In the study, the researchers demonstrated a semi-automated sample preparation workflow and examined the performance of three proteases – trypsin, chymotrypsin and pepsin – in AAV5 digestion. Guapo et al. assessed the chromatographic performance of three samples digested with each protease for 30 minutes and the proteases’ impact on the capsid protein sequence coverage.
They found that pepsin reproducibly provided 100 percent sequence coverage after just 30 minutes of digestion, while sequence coverage was less than 30.9 and 30.1 percent for trypsin and chymotrypsin, respectively.
For the pepsin digested samples, as the only samples with 100 percent sequence coverage, relative levels of post translational modifications were studied. The authors reported 21 post translational modifications with at least one percent relative abundance, including five deaminations and six oxidations, among others. They also identified, and provided a list of, 72 low abundant (less than one percent relative abundance) post translational modifications.
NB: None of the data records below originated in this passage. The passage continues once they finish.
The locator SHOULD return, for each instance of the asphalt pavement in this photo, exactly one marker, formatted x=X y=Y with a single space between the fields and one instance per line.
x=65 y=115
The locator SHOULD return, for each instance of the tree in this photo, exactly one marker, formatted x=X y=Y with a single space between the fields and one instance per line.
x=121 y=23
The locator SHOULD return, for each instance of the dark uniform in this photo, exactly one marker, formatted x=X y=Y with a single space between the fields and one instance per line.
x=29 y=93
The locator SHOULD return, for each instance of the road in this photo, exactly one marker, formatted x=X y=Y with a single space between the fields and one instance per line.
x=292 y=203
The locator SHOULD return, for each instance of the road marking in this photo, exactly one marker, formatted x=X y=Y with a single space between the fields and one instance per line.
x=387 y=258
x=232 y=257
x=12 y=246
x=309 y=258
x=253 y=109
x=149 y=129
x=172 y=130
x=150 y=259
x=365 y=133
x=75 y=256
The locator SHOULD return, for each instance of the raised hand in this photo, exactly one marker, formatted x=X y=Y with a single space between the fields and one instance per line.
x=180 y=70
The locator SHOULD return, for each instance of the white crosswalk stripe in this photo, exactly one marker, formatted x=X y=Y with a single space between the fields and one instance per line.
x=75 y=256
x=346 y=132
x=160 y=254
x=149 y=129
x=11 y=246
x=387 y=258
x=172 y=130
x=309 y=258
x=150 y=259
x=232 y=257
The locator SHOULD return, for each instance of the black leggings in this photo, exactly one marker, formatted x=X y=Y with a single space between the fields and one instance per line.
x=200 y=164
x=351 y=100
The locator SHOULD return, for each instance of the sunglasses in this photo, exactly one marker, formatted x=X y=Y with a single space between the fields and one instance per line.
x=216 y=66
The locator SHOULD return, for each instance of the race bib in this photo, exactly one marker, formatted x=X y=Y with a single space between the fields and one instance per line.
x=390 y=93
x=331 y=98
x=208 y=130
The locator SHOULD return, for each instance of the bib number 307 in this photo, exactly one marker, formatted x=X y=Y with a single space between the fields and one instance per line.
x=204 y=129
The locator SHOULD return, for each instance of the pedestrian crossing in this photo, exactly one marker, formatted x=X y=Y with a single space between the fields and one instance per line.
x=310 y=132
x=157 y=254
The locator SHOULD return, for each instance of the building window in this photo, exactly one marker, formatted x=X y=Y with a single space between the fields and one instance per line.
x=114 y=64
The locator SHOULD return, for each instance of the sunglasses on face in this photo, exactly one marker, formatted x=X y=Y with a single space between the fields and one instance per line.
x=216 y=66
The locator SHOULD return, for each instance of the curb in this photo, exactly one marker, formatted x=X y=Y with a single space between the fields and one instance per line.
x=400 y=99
In addition to finding pepsin provides the best sequence coverage, the team also assessed a more robust workflow for the identification of AAV peptides and post translational modifications – using analytical flow LC separation (100 µl/min) on a Hypersil Gold RP column. Using this technique, the sequence coverage for the three samples dropped from consistently 100 percent to 91.7, 91.3 and 100 percent. The higher flow rate was found to not only reduce sensitivity but also impact on the identification of post translational modifications – with the column, only 32 post translational modifications were identified, even though five times more sample was used for the analysis.
Despite this, Guapo et al. wrote that their workflow is a “significant improvement” over existing sample preparation methods, which can take up to 18 hours and require larger samples of AAVs.
They concluded that the workflow they demonstrated is “an easy and fast way to conduct peptide mapping” for AAV and analyse their post translational modifications, thus it “could ultimately support the manufacturing processes and clinical trials of novel AAV-based gene therapy products”.